Jorge Cid refere que, pelo feedback que tem recebido, “esta solução vai contra a maioria dos médicos veterinários”.
“Têm-me ligado de todo o lado, desde associações a colegas individuais, a darem-me todo o apoio para eu defender até à última a continuação dos animais de companhia na DGAV”, revela o representante da OMV.
“Sou intransigente em que o bem-estar animal e saúde pública têm de ser competência dos médicos veterinários, nunca abrirei mão disso. A saúde e bem-estar animal e saúde pública são da competência dos médicos veterinários, ‘ponto final’”, remata.

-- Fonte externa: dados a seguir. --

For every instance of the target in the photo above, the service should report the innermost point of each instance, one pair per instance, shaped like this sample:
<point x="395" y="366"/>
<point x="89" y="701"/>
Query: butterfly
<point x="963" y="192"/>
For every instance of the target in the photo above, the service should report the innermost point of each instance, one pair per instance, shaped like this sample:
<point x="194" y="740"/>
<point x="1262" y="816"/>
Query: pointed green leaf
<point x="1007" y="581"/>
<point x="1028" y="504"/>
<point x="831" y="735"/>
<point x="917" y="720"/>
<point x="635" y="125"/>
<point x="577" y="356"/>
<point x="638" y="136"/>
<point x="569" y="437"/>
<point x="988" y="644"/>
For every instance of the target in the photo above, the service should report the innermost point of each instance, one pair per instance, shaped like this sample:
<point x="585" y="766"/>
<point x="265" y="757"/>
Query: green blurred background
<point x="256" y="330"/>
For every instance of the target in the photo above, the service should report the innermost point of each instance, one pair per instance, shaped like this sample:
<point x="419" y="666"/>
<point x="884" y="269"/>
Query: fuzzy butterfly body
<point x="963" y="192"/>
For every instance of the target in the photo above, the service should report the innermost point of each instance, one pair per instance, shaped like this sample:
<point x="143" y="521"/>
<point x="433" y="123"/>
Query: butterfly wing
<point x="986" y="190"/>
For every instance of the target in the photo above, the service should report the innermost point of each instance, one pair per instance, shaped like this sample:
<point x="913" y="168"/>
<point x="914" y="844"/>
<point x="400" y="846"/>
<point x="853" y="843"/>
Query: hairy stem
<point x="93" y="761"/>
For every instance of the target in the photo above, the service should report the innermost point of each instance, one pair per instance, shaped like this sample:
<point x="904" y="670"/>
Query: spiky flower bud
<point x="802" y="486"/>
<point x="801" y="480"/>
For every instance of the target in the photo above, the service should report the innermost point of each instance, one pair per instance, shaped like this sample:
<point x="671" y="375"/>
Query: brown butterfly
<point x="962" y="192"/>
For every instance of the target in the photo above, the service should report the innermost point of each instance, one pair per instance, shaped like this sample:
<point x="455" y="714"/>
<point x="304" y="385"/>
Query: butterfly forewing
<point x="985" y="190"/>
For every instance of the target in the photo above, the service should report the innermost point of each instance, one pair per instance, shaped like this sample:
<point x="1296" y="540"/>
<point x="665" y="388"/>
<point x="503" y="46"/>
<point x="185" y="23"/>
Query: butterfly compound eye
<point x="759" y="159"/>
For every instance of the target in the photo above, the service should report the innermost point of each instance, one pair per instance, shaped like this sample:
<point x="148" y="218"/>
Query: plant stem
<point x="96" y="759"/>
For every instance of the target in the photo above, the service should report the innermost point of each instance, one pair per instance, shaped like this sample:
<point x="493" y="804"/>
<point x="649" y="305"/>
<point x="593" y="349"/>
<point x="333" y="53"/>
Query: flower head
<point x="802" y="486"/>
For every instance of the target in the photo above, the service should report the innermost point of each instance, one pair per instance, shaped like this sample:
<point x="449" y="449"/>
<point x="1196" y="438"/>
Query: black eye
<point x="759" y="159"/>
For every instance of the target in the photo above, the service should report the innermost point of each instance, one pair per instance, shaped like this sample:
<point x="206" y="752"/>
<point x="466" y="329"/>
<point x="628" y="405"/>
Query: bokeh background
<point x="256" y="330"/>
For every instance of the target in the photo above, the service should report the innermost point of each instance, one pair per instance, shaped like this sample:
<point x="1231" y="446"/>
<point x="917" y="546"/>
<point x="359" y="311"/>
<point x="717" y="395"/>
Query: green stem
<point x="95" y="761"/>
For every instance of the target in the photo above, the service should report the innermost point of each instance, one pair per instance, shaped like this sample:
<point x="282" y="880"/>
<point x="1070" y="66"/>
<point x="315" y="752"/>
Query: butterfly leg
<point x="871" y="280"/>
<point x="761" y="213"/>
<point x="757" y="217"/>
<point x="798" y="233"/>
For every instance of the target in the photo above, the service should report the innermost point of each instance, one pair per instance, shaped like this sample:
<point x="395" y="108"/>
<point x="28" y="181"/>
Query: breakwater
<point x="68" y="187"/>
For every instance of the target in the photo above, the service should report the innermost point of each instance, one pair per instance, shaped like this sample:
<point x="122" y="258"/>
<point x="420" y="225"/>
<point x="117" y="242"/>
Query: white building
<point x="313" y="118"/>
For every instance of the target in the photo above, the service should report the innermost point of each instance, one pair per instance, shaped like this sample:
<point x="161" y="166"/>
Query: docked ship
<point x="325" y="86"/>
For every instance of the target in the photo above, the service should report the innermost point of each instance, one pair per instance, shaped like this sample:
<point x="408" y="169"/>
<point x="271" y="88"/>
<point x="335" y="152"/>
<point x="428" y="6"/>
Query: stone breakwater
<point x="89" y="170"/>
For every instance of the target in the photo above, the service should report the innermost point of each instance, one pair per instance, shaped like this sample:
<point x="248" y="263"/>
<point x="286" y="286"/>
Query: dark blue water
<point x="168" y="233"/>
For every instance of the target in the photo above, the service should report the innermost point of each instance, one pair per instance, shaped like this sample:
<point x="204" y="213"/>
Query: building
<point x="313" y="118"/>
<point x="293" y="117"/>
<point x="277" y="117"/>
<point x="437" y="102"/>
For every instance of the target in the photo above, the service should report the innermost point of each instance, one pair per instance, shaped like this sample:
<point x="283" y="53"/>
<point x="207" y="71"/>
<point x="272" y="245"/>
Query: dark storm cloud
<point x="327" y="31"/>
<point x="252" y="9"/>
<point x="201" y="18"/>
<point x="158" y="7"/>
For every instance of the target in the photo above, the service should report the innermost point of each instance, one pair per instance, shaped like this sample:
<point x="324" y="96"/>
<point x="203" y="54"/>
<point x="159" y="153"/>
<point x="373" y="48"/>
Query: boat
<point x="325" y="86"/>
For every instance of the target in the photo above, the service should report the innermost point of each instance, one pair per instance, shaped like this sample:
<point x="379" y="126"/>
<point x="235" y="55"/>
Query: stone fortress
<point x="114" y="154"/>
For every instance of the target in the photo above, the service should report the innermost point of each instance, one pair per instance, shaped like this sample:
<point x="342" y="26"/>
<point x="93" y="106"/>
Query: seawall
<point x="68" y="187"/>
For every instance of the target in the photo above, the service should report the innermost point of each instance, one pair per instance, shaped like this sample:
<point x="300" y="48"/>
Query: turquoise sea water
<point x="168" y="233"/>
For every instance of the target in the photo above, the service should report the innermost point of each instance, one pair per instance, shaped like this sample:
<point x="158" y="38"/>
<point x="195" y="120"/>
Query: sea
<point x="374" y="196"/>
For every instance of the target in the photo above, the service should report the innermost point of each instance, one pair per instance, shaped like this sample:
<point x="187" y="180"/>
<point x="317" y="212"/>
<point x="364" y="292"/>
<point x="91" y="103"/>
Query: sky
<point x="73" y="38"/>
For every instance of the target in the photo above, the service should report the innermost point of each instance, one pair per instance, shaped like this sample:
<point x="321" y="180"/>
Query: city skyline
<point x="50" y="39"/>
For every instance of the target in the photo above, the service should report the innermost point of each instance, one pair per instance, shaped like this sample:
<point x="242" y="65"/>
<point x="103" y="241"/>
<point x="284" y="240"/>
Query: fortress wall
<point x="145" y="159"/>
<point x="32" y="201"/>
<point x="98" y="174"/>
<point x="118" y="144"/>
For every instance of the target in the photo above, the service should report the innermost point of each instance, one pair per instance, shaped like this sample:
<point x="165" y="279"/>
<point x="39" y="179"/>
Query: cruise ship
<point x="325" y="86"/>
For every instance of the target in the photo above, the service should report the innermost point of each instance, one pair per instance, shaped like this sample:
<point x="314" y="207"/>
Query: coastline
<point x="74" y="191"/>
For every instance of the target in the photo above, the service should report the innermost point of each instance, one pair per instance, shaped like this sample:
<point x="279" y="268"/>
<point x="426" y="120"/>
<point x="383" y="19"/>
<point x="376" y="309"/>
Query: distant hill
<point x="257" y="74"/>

O representante da OMV defende que as verbas que vão ser atribuídas ao Ministério do Ambiente para esta problemática – “ficar com os animais de companhia” –, deveriam ser aplicadas à DGAV, por forma a “criar uma estrutura com esse fim, mas dentro da ‘casa’ normal que sempre foi e que tem competências para o efeito”.
Segundo o bastonário, o Instituto da Conservação da Natureza e das Florestas (ICFN), que ficou com a pasta dos animais de companhia no seguimento da sua retirada da DGAV, “não tem sequer tradição ou conhecimentos nesta área, tem de ir contratá-los”.
Propõe, por isso, a manutenção dos assuntos dos pequenos animais na DGAV, especialmente se esta puder contar com a verba que será alocada ao ICNF: “Se há dinheiro para contratar estas pessoas todas para irem para o ICNF, então, invistam também em recursos na DGAV e, então sim, vamos pedir responsabilidades à DGAV, desde que lhes deem condições.”
O responsável critica ainda a atuação do Governo quanto à DGAV nos últimos anos, afirmando que este não tem demonstrado “nenhum interesse […] em investir” na entidade.
“Mais de metade das câmaras municipais não têm médicos veterinários municipais. Isto tinha de ser nomeado pela DGAV e não é porque não há dinheiro, ao longo dos anos não tem havido dinheiro para isto. Portanto, é o primeiro sintoma de que realmente querem afundar a DGAV”, acusa.
Reiterando que nunca pertenceu à DGAV, o bastonário insiste que a decisão “não tem pés nem cabeça”.
“Em vez de investirem numa estrutura que existe, centenária, e dar-lhe meios para desenvolver novas valências, vão criar uma que não tem tradição nem conhecimentos na área. Isto parece-me completamente absurdo.”
As competências sobre os animais de companhia e animais de pequeno porte passarão para a tutela do Ambiente a partir de 1 de janeiro de 2021.